AL MICHAELS: Well, I watched it the other night again. We’ve all seen it 100 times, and when I was struck by were two flanks come in. Number one, it’s a case of what just happened, did he make the catch, and it took us just a second did he really hold it and did he have possession. Was he inbounds was the other thing, and then he got the flags. There was 100 things going on at one time. It really took you to the first or second replay to really absorb what had taken place and how amazing it was.
CRIS COLLINSWORTH: I knew because of the nature of that catch with the three fingers on it and falling to the ground, which meant that he was going to land out of bounds, that meant that not only did he have stay inbounds, which I wasn’t sure about, because of whatever, the foul and all of that, and not only did he have to catch it, but he had to land on the ground falling completely backwards with one hand on the football and have that ball not move or wiggle at all, by the rules of the National Football League, to be a catch. And I had already dismissed it, that he was either out of bounds, didn’t really catch it, or it moved by the time he hit the ground. And it was like we started taking those shots one at a time. Freddie showed and Drew showed he was inbounds and then he showed the catch and then he showed him going to the ground, and I just remember thinking, that’s the greatest catch I’ve ever seen, and I think I actually said that.
MICHELE TAFOYA: Yeah.
CRIS COLLINSWORTH: The one thing, you get trained in broadcasting is that if you really want to get humiliated doing something, say something is the greatest of all time, and people just make a fool out of you, right? And I quickly went through some catches in my brain, and it was just like, that’s the greatest catch I’ve ever seen. Those are fun. When you get to be in a stadium where it’s something that you think is the greatest thing you’ve ever seen, it’s a lifetime memory. It really was.

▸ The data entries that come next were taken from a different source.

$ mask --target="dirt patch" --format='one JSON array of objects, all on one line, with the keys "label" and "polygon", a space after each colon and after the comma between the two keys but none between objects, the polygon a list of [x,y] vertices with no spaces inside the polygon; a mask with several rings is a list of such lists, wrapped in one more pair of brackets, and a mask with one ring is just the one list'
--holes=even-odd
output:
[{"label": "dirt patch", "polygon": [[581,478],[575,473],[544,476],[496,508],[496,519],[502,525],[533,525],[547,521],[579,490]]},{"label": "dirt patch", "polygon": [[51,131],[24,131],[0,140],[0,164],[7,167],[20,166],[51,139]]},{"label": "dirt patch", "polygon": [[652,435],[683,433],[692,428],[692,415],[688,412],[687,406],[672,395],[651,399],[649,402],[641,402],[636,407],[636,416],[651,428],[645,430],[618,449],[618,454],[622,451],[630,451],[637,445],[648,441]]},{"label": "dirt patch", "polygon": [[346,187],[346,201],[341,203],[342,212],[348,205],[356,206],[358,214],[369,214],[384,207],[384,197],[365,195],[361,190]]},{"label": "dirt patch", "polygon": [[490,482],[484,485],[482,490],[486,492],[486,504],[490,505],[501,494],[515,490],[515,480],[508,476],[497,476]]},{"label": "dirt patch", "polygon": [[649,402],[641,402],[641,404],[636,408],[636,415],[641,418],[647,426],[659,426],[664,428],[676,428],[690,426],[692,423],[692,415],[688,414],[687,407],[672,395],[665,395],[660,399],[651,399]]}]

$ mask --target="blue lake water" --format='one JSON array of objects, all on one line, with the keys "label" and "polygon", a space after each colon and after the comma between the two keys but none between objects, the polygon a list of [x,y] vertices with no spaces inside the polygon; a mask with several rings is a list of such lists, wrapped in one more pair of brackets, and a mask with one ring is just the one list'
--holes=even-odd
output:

MICHELE TAFOYA: And at the risk of patting our network and our group, our production group on the back, I will say this, that what I remember most about it was the sequence of how it appeared on television, because Freddie, didn’t the sort of montage of his pregame catches, you guys rolled that in before, didn’t you?
FRED GAUDELLI: Yes.
MICHELE TAFOYA: Yes. The timing was unbelievable to me. As good as the catch was, the good luck of having just rolled in that montage of his pregame catches, it was set to music and it was fantastic on his own, and then to see one in a game, and then to have the reaction from Cris and then to have the Tweet from I think it was Lebron James, the whole sequence of television to me, like the stars couldn’t have aligned any better for a sequence of television sports, and honestly that’s what I remember from it the most. I was just standing on the sidelines watching it and then turning to my monitor and watching how this whole thing had unfolded. To me it was like, again, the stars aligned and it was perfect.
THE MODERATOR: Thanks, everybody. We’ll see you next Thursday.